By DAN ARMONAITIS
Charleston-based singer-songwriter Matt Megrue hasn’t played The Radio Room since the Greenville music venue moved from North Pleasantburg Drive to its current location on Poinsett Highway in 2017, but he already knows what to expect when he performs there on Friday, March 6.
“I saw Titus Adronicus play there a few months ago, so I’ve seen the new room,” Megrue said. “What’s always been special about The Radio Room is really the whole staff there. They’re super supportive of musicians — local or up-and-coming regional acts — and they truly care. It’s really rare but cool when you come across club owners who put that kind of care and attention into the bands that they bring in.”
Megrue will share a bill with Coma Therapy, Phantom Ships and 72 and Central, the latter of which is led by Greenville-based musician Chapman Suther.
“It’s just going to be a really good night of different styles of rock ‘n’ roll,” said Megrue, who will take the stage with a full four-piece band, including himself. “Chapman and I have been wanting to do a show together since the old Radio Room, so he and I are both excited that we’re going to get to play on a bill together.
“And then Phantom Ships and Coma Therapy; (Radio Room talent buyer) Wes (Gillliam) is a big fan of those guys, and obviously Wes has great tastes, so I’m about as much excited to be in the crowd watching the show as I am to be playing it.”
Megrue will be celebrating the release of a new EP, “Live at Low Watt,” which hits the market the same day as the show in Greenville and follows in the immediate footsteps of last month’s release of his latest full-length album, “The Mourner’s Manual.”
The new EP features solo versions of two songs from the full-length album — “We” (inspired by the 2015 mass shooting at Emanuel African Methodist Episcopal Church in Charleston) and “It’s Not Business, It’s Just Personal” — as well as a cover of “Take on Me” by Norwegian synth-pop outfit A-ha, which had a worldwide hit with the song in 1984.
As for the full-length album, it’s wildly eclectic but wholly cohesive.

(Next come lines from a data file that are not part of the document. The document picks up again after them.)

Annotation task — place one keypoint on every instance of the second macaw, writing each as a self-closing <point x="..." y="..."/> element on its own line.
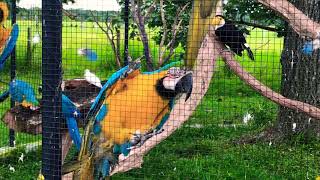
<point x="130" y="108"/>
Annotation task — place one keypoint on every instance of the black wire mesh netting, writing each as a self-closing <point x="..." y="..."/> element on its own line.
<point x="142" y="89"/>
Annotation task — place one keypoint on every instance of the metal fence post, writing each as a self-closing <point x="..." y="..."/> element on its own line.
<point x="51" y="97"/>
<point x="13" y="69"/>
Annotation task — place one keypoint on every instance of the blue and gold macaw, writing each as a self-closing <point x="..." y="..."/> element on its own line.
<point x="8" y="36"/>
<point x="23" y="93"/>
<point x="130" y="108"/>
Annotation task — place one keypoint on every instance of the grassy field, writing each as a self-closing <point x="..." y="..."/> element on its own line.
<point x="203" y="148"/>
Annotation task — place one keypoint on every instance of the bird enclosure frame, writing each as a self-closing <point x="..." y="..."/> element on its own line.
<point x="144" y="89"/>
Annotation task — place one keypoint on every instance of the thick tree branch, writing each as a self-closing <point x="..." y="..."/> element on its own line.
<point x="302" y="24"/>
<point x="175" y="29"/>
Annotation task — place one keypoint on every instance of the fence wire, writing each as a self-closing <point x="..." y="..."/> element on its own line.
<point x="159" y="89"/>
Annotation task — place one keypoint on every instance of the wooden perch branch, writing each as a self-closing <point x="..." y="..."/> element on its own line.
<point x="182" y="110"/>
<point x="302" y="24"/>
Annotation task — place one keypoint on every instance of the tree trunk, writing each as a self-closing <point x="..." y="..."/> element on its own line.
<point x="300" y="77"/>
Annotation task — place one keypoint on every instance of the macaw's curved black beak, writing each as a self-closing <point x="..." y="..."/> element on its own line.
<point x="185" y="85"/>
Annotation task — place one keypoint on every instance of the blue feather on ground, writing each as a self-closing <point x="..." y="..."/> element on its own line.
<point x="20" y="91"/>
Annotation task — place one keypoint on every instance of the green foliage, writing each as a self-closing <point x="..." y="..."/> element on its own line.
<point x="263" y="114"/>
<point x="252" y="11"/>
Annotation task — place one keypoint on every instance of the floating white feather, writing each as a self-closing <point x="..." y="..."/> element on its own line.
<point x="92" y="78"/>
<point x="247" y="117"/>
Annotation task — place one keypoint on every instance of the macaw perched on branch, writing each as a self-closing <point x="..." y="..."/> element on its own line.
<point x="23" y="93"/>
<point x="8" y="37"/>
<point x="131" y="107"/>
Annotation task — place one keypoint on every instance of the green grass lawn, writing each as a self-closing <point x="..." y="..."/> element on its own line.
<point x="203" y="148"/>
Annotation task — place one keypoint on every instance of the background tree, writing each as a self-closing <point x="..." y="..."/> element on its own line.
<point x="300" y="77"/>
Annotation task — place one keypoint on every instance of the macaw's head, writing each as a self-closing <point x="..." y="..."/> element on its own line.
<point x="218" y="21"/>
<point x="176" y="82"/>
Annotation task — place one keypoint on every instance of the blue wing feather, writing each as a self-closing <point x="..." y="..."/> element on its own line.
<point x="74" y="132"/>
<point x="308" y="48"/>
<point x="70" y="111"/>
<point x="11" y="42"/>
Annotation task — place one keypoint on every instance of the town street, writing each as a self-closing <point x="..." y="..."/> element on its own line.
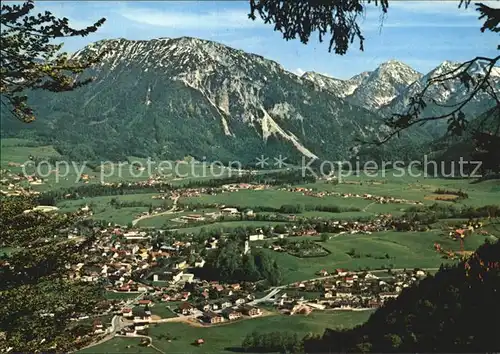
<point x="169" y="211"/>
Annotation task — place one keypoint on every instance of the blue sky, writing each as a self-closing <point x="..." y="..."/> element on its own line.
<point x="420" y="33"/>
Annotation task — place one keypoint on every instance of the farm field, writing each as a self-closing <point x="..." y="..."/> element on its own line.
<point x="272" y="198"/>
<point x="227" y="225"/>
<point x="228" y="337"/>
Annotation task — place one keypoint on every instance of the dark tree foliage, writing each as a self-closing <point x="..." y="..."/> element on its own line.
<point x="30" y="60"/>
<point x="37" y="299"/>
<point x="454" y="311"/>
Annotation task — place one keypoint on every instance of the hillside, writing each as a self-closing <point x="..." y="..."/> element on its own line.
<point x="173" y="97"/>
<point x="453" y="311"/>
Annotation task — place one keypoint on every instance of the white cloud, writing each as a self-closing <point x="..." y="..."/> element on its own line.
<point x="225" y="19"/>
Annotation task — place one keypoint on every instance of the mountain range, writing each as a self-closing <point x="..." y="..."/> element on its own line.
<point x="172" y="97"/>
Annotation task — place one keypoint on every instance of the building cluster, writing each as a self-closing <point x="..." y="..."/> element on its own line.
<point x="17" y="184"/>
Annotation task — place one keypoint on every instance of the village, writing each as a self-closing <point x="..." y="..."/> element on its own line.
<point x="156" y="283"/>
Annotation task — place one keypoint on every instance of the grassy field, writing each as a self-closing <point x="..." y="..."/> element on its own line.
<point x="273" y="198"/>
<point x="228" y="337"/>
<point x="405" y="250"/>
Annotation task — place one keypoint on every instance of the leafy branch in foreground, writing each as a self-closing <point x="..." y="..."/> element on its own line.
<point x="303" y="17"/>
<point x="30" y="60"/>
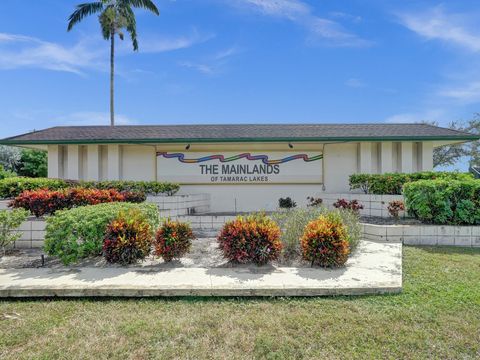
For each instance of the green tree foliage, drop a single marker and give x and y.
(450, 154)
(33, 163)
(9, 157)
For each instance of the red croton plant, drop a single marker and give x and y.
(46, 202)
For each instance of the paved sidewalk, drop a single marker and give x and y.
(375, 268)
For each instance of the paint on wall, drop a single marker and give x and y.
(243, 168)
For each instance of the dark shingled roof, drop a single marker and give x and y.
(230, 133)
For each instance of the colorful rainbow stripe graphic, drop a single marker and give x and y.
(248, 156)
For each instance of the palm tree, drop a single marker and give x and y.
(114, 16)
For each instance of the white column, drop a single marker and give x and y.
(365, 158)
(53, 161)
(93, 162)
(387, 157)
(407, 157)
(73, 163)
(427, 156)
(113, 162)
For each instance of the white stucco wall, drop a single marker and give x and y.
(138, 163)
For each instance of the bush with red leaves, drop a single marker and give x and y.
(47, 202)
(173, 240)
(128, 238)
(325, 241)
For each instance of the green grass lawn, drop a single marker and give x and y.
(437, 316)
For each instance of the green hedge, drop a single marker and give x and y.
(13, 186)
(446, 202)
(392, 184)
(5, 173)
(78, 233)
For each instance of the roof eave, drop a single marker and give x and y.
(236, 140)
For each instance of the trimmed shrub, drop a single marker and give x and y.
(392, 184)
(14, 186)
(47, 202)
(147, 187)
(173, 240)
(293, 223)
(312, 201)
(5, 173)
(394, 208)
(9, 221)
(128, 238)
(286, 203)
(78, 233)
(253, 238)
(325, 241)
(344, 204)
(444, 201)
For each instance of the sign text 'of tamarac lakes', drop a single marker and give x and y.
(246, 168)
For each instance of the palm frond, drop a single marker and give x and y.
(130, 24)
(141, 4)
(82, 11)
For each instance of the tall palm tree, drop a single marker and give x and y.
(114, 17)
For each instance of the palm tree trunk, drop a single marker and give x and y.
(112, 76)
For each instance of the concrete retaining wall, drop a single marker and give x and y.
(177, 205)
(33, 232)
(468, 236)
(373, 205)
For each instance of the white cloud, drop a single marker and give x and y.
(302, 14)
(92, 118)
(212, 64)
(158, 44)
(468, 93)
(355, 83)
(410, 118)
(437, 24)
(203, 68)
(19, 51)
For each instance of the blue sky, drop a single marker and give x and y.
(244, 61)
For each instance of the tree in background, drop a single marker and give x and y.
(114, 16)
(33, 163)
(449, 155)
(9, 157)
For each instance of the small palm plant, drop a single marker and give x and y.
(115, 16)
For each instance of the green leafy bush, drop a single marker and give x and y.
(444, 201)
(173, 240)
(14, 186)
(128, 238)
(9, 221)
(286, 203)
(147, 187)
(78, 233)
(32, 163)
(293, 223)
(325, 241)
(392, 184)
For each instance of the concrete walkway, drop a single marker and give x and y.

“It’s funny because a lot of the critiques of the very first EP (‘Phonograph’) that my first band (The Unusual Suspects) ever put out was that it was very scattered and sporadic,” said Megrue, who also led a band called Loners Society. “I mean, we had kind of pop-punk, surf, folk and rock on it, and it was just kind of all over the place.
“To me, that’s always been the most exciting thing about making music, but it’s something I got away from for a long time because I think that critique kind of went to my head.”

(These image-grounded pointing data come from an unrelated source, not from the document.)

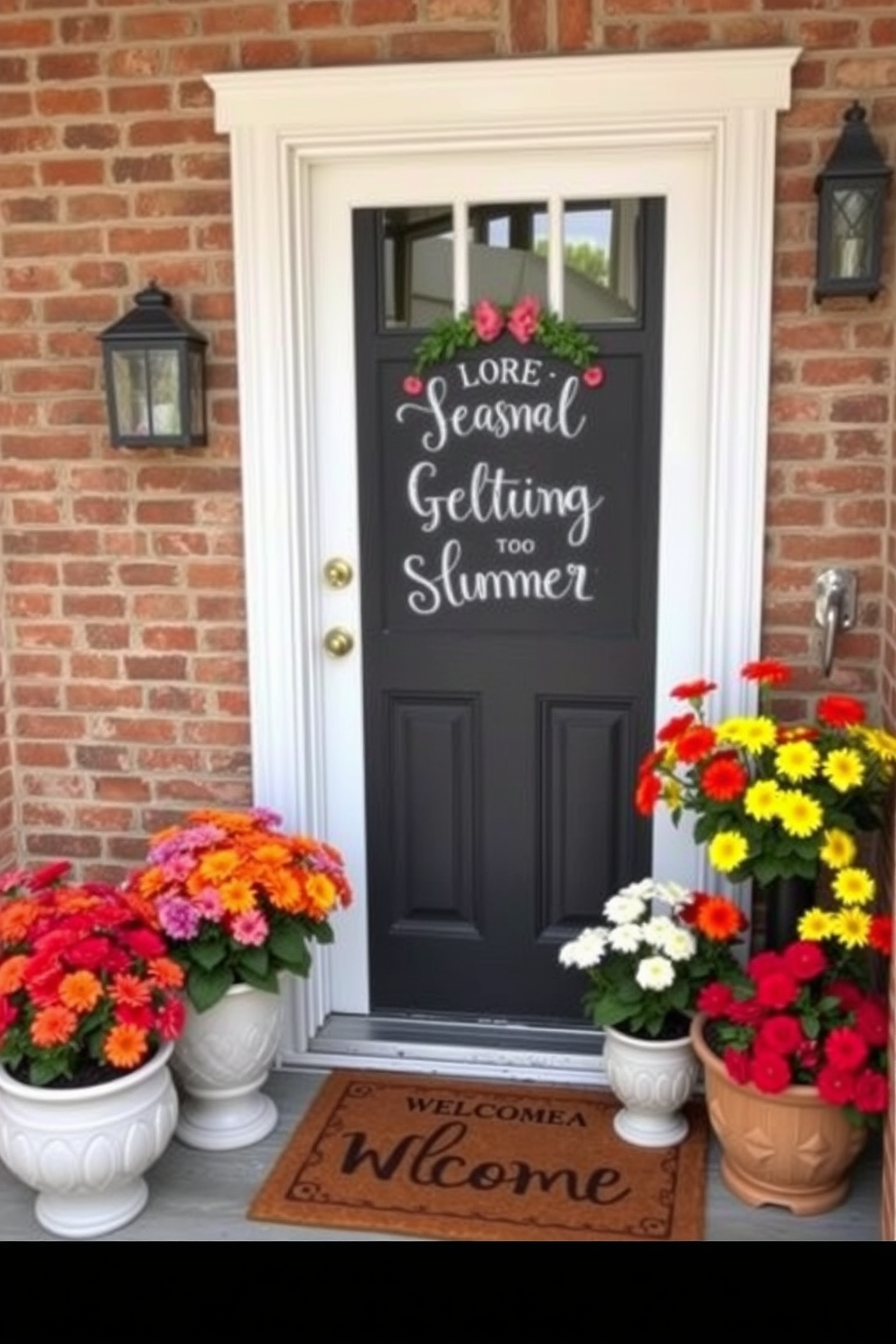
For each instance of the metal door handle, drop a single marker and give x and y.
(339, 641)
(835, 609)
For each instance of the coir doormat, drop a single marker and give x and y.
(481, 1162)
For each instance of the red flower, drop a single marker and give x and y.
(872, 1093)
(692, 690)
(778, 989)
(779, 1034)
(769, 671)
(770, 1073)
(840, 711)
(714, 1000)
(835, 1087)
(763, 964)
(523, 322)
(846, 994)
(805, 960)
(880, 936)
(695, 743)
(872, 1022)
(845, 1049)
(724, 779)
(736, 1063)
(647, 793)
(675, 727)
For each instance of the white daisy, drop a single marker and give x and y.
(626, 937)
(586, 950)
(655, 974)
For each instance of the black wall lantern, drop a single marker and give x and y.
(154, 364)
(851, 189)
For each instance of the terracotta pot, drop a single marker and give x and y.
(789, 1148)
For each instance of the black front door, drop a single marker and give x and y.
(509, 519)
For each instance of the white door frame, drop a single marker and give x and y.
(695, 126)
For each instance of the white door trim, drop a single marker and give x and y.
(711, 109)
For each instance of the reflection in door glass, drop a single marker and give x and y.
(601, 272)
(508, 252)
(416, 265)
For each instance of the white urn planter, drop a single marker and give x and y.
(653, 1079)
(222, 1062)
(85, 1149)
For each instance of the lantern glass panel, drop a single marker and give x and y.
(132, 393)
(164, 385)
(852, 220)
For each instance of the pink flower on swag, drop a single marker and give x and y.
(488, 320)
(523, 322)
(250, 929)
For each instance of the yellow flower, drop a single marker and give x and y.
(727, 851)
(852, 928)
(838, 850)
(799, 815)
(816, 925)
(845, 769)
(854, 886)
(754, 735)
(761, 800)
(797, 760)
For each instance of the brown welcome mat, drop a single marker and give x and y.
(481, 1162)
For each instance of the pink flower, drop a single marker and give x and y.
(524, 320)
(488, 320)
(250, 929)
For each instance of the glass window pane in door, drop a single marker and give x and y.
(602, 261)
(508, 252)
(416, 265)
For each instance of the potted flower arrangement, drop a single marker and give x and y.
(90, 1008)
(778, 803)
(796, 1060)
(647, 966)
(240, 903)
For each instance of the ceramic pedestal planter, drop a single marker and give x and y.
(653, 1079)
(222, 1062)
(85, 1149)
(786, 1148)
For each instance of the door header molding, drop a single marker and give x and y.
(547, 97)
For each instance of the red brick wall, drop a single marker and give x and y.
(123, 581)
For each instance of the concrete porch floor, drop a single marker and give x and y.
(201, 1197)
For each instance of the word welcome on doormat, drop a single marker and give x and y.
(481, 1162)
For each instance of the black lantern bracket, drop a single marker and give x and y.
(852, 189)
(154, 371)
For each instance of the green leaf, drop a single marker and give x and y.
(204, 988)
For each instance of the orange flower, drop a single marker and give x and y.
(80, 991)
(131, 989)
(13, 975)
(165, 972)
(126, 1046)
(54, 1026)
(719, 919)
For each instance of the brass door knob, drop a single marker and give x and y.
(338, 573)
(339, 641)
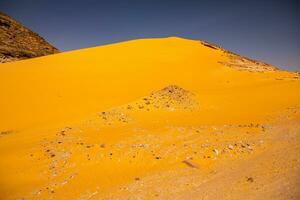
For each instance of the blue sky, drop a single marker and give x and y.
(265, 30)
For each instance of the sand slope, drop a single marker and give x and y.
(149, 119)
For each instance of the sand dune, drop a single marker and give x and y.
(163, 118)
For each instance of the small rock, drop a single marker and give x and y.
(216, 151)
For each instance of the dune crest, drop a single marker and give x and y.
(164, 118)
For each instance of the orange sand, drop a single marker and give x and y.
(148, 119)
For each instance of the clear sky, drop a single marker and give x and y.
(268, 30)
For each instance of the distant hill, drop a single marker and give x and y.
(18, 42)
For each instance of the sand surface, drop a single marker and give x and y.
(149, 119)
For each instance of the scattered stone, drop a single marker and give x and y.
(216, 151)
(250, 179)
(191, 164)
(102, 145)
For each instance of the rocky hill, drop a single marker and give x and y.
(18, 42)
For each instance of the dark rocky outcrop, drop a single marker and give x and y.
(18, 42)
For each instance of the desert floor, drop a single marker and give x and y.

With “The Mourner’s Manual,” Megrue delivers 11 songs encompassing a variety of styles, ranging from post-hardcore and punk to indie-pop and Americana, in a way that doesn’t come across as forced.

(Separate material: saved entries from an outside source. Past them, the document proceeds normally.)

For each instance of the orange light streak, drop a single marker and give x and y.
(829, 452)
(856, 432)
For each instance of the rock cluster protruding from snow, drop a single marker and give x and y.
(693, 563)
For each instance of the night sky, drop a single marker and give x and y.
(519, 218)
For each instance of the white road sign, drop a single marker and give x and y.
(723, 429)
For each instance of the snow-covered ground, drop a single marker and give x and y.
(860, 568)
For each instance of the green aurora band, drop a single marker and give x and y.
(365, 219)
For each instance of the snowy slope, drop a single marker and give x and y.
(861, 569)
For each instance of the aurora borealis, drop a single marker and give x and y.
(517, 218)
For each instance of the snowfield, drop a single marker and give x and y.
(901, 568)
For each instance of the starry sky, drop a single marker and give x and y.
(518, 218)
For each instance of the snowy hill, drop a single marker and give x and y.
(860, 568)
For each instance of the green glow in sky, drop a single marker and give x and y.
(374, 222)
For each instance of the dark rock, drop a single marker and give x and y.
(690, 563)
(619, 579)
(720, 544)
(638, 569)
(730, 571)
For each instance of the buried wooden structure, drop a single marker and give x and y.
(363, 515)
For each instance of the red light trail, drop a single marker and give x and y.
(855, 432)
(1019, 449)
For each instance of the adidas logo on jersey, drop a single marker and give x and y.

“All of us working on that record, we’re fans of music first and foremost,” said Megrue, who grew up in a small city within the Atlanta metropolitan area. “One of my favorite things is going to the record store and finding a new album and listening to music, so I think what I wanted to really come through was all of the things that I listen to. It’s a wide spectrum, but hopefully the fact that a lot of those influences were filtered through me — and through Sean and Brendan (Kelly) who played on the record, too — is something that’s appreciated.
“Maybe that sound is a little bit all over the place, but that’s just us as music fans. We’ll listen to a Run the Jewels record and then listen to a Smiths record and then listen to a (Bruce) Springsteen record.”
What brings it all together is Megrue’s knack for thoughtful lyrics. Among the highlights is the album closer, “Here’s to the World,” a folk-driven tune that takes a soul-searching look at truths in contemporary society.
“This was sort like a timestamp of where I am right now,” Megrue said. “You know, people’s truths grow and change and evolve, and that’s OK. But, for me, I think what I tried to come back to especially with that song is that if you are on the side of love and what you’re doing is out of love for other people, no matter what the issue is, you can’t go wrong.”